The subtitles then note that Hiro is outside Kyoto, Japan, in the year 1671. As the archers prepare to attack, a solar eclipse occurs and everyone stops to look at it. Hiro stops time as the archers release their arrows, then realizes the man being attacked is Takezo Kensei.

Hiro saves himself and Kensei by teleporting them both away from the conflict. After a series of misunderstandings, Hiro learns that Kensei is actually an Englishman who uses dirty tricks to win.

In Honduras, two fugitives, Maya and Alejandro Herrera, are trying to cross the border to escape homicide charges. Their conversation indicates that they must stay together, but the reason is not clear until Alejandro is separated from his sister soon afterwards by men from a transport truck.

Upon catching up to the truck, Alejandro finds his sister distraught, and the driver and all of the passengers dead, with a dark liquid flowing from their eyes; her power has apparently killed them. It seems that the manifestation of her ability is somehow related to her brother's presence. They continue to the border, intending to bury the bodies. (Further information on their background is given in the online novel.)

Nathan Petrelli, distraught over the assumed death of his brother, Peter, has been left by his wife and children, and has become an alcoholic.

While in a bar, he receives a call from Claire, who tells him that she needs to talk to someone. Nathan says he can't and hangs up. He looks in the mirror and sees a vision of a disfigured Nathan, apparently suffering from burns all over his face, presumably due to the nuclear explosion in the first season. He turns away, then looks back to the mirror to see his normal reflection.
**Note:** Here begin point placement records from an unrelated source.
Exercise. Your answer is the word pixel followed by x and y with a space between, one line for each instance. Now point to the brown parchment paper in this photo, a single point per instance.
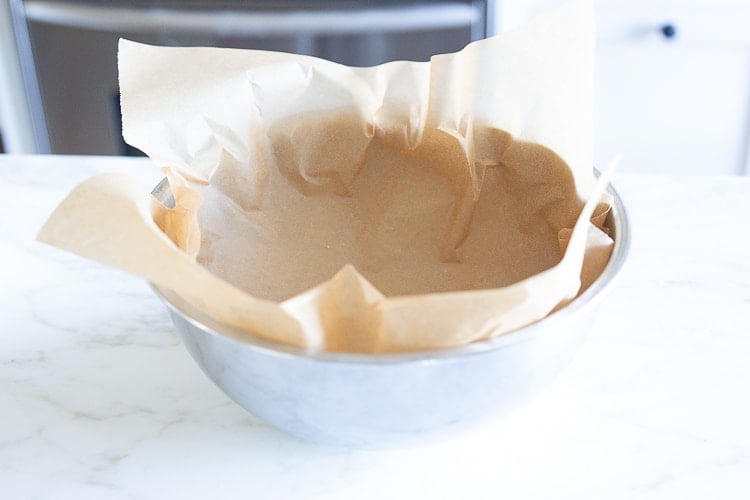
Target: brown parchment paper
pixel 401 207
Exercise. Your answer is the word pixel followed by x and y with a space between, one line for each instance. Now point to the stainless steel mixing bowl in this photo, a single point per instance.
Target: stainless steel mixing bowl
pixel 395 399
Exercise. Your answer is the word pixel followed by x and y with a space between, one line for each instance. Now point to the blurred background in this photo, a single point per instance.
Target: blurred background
pixel 672 76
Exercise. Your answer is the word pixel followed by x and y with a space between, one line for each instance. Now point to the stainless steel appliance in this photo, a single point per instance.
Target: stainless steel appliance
pixel 68 49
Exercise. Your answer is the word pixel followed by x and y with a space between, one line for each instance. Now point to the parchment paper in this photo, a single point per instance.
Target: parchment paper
pixel 401 207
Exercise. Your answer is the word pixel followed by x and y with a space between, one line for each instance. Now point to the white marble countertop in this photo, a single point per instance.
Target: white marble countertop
pixel 98 399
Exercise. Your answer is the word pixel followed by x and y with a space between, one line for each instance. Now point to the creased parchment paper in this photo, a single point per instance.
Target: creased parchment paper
pixel 407 206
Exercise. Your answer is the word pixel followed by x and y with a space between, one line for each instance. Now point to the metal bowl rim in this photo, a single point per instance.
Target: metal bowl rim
pixel 580 305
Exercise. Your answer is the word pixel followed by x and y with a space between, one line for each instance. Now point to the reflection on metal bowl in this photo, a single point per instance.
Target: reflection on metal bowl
pixel 396 399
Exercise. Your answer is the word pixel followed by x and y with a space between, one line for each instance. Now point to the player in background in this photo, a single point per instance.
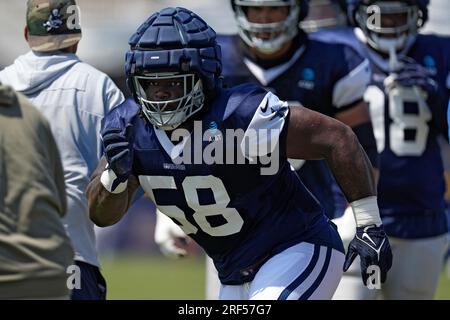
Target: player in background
pixel 232 210
pixel 324 14
pixel 74 97
pixel 272 51
pixel 408 98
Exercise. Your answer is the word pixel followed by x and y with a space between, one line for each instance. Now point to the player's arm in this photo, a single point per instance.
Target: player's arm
pixel 107 208
pixel 358 118
pixel 312 135
pixel 323 137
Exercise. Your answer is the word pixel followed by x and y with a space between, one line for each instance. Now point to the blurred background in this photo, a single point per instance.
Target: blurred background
pixel 131 262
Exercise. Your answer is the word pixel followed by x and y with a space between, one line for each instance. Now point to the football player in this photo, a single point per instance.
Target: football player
pixel 408 98
pixel 267 235
pixel 272 51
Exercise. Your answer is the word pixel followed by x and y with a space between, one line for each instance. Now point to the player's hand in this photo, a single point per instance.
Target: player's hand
pixel 412 74
pixel 172 241
pixel 372 246
pixel 117 145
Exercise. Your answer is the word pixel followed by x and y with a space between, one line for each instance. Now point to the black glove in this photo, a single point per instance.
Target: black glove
pixel 372 246
pixel 410 74
pixel 118 150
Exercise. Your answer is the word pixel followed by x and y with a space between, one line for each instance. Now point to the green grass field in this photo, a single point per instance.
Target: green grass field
pixel 157 278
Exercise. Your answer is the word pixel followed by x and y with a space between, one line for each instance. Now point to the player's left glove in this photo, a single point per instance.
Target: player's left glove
pixel 172 241
pixel 118 152
pixel 372 246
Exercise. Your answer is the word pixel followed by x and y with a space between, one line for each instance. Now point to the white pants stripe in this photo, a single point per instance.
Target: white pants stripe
pixel 303 271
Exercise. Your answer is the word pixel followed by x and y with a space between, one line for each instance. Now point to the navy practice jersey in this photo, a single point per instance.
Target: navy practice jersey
pixel 239 216
pixel 328 78
pixel 411 186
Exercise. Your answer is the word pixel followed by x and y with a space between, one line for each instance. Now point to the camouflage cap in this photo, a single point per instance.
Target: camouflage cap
pixel 52 24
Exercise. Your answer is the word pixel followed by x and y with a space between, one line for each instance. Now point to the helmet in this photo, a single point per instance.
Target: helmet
pixel 177 46
pixel 324 14
pixel 281 32
pixel 363 14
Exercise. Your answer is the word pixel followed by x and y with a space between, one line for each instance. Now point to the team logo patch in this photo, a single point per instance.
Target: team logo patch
pixel 430 64
pixel 54 21
pixel 307 79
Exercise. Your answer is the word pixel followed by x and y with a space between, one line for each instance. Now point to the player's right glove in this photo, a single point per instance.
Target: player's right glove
pixel 169 237
pixel 117 145
pixel 372 246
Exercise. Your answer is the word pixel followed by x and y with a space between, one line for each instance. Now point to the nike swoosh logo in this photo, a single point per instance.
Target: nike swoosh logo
pixel 264 109
pixel 365 235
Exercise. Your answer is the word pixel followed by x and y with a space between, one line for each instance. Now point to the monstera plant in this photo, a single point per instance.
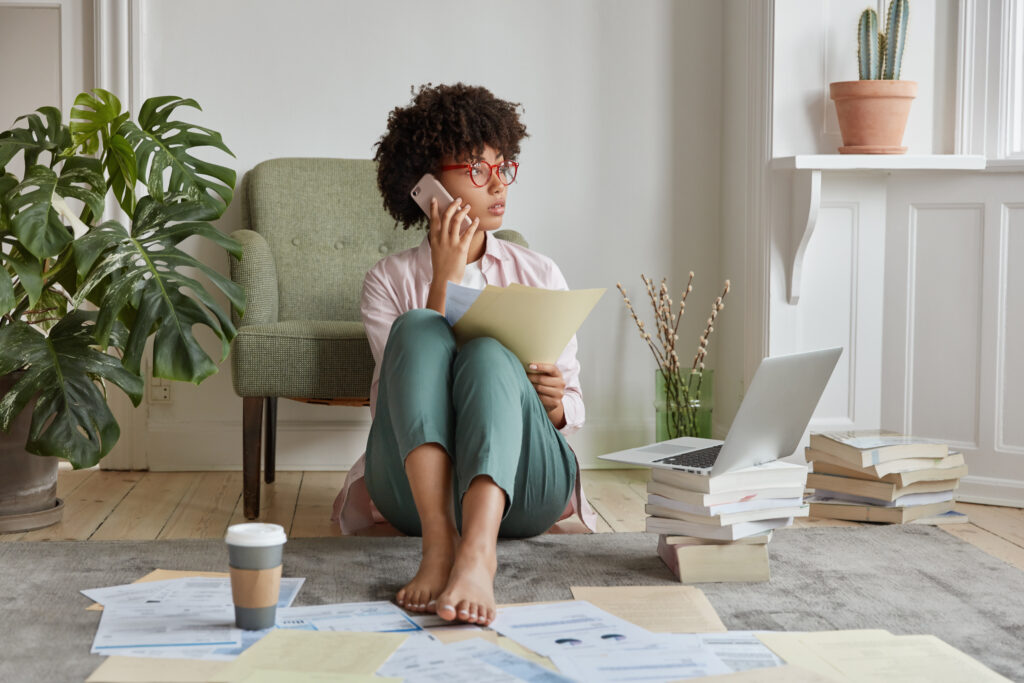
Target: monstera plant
pixel 80 296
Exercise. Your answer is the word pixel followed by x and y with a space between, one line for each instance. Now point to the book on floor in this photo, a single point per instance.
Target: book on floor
pixel 895 466
pixel 833 509
pixel 774 473
pixel 731 532
pixel 866 447
pixel 758 539
pixel 699 500
pixel 947 517
pixel 902 502
pixel 723 520
pixel 898 478
pixel 706 563
pixel 872 488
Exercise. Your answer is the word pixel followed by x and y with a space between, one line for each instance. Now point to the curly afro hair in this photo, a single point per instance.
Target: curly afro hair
pixel 441 121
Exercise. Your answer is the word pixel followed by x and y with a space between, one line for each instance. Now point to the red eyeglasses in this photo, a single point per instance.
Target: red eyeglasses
pixel 480 171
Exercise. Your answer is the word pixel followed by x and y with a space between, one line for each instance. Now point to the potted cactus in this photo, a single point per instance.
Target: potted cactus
pixel 872 111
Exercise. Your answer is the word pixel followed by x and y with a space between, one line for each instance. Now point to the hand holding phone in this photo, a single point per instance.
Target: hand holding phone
pixel 428 187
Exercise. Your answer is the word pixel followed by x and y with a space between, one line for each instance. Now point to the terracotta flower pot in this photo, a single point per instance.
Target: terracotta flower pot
pixel 872 115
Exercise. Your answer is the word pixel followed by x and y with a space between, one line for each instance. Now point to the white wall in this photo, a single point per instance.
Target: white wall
pixel 620 175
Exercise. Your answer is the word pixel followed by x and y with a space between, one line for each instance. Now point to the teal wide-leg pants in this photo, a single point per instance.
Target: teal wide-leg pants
pixel 479 406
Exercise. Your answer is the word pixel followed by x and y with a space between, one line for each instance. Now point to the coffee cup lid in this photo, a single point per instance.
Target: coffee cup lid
pixel 256 535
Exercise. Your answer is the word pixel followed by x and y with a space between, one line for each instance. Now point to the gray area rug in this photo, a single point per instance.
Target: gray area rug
pixel 909 580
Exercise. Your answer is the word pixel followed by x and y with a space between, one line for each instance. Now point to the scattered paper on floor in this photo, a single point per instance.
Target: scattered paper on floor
pixel 311 651
pixel 877 654
pixel 147 670
pixel 657 608
pixel 164 574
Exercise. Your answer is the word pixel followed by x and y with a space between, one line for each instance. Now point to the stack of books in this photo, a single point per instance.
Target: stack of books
pixel 881 476
pixel 718 528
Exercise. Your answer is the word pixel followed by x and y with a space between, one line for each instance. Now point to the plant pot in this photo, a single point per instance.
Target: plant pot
pixel 688 413
pixel 872 115
pixel 28 482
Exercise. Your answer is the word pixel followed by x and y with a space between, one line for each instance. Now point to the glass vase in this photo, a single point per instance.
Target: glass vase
pixel 683 408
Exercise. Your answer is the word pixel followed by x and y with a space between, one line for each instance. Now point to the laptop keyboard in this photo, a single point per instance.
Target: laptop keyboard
pixel 698 460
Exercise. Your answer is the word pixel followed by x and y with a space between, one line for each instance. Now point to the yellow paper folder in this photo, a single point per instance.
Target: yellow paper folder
pixel 532 323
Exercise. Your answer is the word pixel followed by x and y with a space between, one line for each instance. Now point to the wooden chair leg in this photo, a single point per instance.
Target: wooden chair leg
pixel 269 449
pixel 252 419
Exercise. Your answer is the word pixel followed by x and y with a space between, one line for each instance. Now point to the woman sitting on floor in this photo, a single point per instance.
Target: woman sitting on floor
pixel 462 439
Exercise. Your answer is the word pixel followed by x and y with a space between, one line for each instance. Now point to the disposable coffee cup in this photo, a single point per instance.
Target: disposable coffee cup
pixel 254 553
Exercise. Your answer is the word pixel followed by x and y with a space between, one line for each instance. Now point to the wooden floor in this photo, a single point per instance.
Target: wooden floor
pixel 108 506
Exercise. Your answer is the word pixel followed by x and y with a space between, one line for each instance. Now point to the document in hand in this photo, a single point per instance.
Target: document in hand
pixel 532 323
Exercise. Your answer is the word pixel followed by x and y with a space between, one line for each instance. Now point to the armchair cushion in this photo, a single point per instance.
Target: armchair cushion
pixel 257 274
pixel 302 358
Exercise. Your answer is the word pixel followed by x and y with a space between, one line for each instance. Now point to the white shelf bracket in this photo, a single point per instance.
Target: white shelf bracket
pixel 806 202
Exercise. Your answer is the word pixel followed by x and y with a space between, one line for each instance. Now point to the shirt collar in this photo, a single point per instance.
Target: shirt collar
pixel 494 250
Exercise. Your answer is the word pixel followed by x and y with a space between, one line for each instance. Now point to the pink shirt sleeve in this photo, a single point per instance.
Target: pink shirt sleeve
pixel 379 307
pixel 576 414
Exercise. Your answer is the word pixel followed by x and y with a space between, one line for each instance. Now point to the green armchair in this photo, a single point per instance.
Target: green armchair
pixel 315 227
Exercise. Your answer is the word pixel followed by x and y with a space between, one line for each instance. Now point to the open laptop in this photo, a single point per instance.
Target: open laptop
pixel 770 422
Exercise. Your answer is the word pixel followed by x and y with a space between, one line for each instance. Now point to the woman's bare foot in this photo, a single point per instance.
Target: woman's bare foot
pixel 420 594
pixel 469 595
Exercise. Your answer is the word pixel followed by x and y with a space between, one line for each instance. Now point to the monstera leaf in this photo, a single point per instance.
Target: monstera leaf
pixel 95 120
pixel 151 280
pixel 71 418
pixel 161 144
pixel 37 204
pixel 40 136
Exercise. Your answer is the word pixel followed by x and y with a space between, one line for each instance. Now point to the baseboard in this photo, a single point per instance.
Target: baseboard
pixel 989 491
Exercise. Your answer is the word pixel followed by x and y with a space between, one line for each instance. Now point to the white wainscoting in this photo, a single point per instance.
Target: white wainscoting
pixel 954 323
pixel 842 296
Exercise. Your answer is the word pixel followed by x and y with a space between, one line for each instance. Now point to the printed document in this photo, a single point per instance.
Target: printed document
pixel 532 323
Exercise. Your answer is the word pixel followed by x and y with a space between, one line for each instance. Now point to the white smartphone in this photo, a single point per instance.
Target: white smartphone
pixel 429 187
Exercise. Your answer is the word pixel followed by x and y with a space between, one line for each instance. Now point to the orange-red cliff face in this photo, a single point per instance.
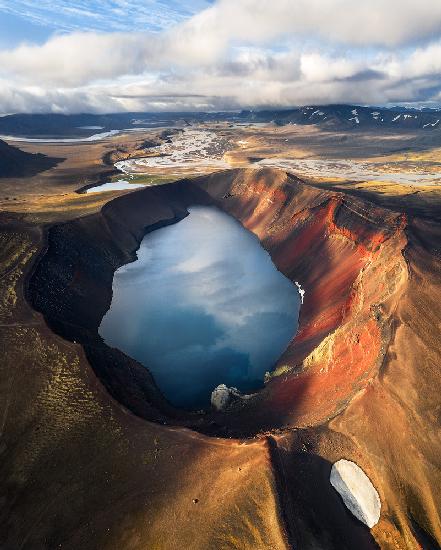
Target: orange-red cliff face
pixel 347 256
pixel 359 381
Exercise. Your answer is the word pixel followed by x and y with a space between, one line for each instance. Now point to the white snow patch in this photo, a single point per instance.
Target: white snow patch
pixel 301 291
pixel 118 185
pixel 222 396
pixel 357 491
pixel 429 124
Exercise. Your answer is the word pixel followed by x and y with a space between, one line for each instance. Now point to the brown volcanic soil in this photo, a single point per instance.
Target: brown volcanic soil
pixel 19 164
pixel 359 381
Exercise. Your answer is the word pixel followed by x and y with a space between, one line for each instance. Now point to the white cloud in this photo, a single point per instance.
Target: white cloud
pixel 237 54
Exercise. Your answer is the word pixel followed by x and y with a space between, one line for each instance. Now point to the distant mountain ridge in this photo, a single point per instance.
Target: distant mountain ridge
pixel 15 163
pixel 346 117
pixel 332 117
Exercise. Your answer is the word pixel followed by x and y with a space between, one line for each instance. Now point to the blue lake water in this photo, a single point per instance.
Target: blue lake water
pixel 202 305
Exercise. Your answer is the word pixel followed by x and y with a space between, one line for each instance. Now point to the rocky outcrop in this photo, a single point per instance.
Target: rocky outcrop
pixel 334 247
pixel 360 380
It is then shown that West was watching Claire during her telephone conversation from outside her second-story window. He is shown to be hovering there and shortly flies off into the distance, revealing the power of self-propelled flight that Nathan also has.

Angela Petrelli and Kaito Nakamura separately each find a picture of themselves with a red helix scrawled thereon, which they both understand to indicate that they are to be murdered within 24 hours.

They meet on top of the Deveaux building and compare their pictures, which appear to be two separate pieces of a photograph that included them both. Kaito recounts that he and Angela, along with Charles Deveaux, Mr. Linderman, and Mr. Petrelli, were part of a group of twelve people that tried to find evolved humans, and then he and Angela speculate about which member of the group will be their assassin.

After Angela leaves and Ando is sent to get a sword for Kaito, a hooded figure appears on the roof.

Kaito mentions that of the members of the group, he didn't expect the assassin "to be you." The figure tackles Kaito over the side of the roof. Ando returns in time to see them both fall, but when he looks over the edge, only Kaito's body is seen on the ground below.

Hiro, still distraught that Kensei is not the hero he thought he was, tells him about Kensei's future tales where he saves the village of Ōtsu and takes the town's swordmaker's beautiful daughter as his princess.

At that moment, Hiro smells fire and looks behind him to see the village of Ōtsu burning to the ground. As Hiro and Kensei travel toward Ōtsu, a woman from the village encounters Kensei and takes his sword, stating that her father made the sword for him to defend the village with and denounces Kensei for leaving the village to be destroyed. Hiro pleads with Kensei to retrieve the sword and help, who loses patience with Hiro and knocks him unconscious.

At the end of the episode, three thieves are looking for a cargo container (#9109) in a shipyard located in Cork, Ireland. When they break into container 9109, they find Peter Petrelli, chained to one of the sides, wearing only pants and a helix necklace.

Expecting to find a shipment of iPods, they angrily threaten him. He defends himself with his powers and seems as shocked as his attackers when he produces lightning that knocks a gangster back. After being asked who he is, he appears to have amnesia and professes "I don't know...I don't know."

==Critical reception==
On the episode's original airdate, Heroes attracted 16.97 million viewers.

Sean O'Neal of The A.V. Club gave the episode a B.

Robert Canning of IGN scored the episode 7.8 out of 10.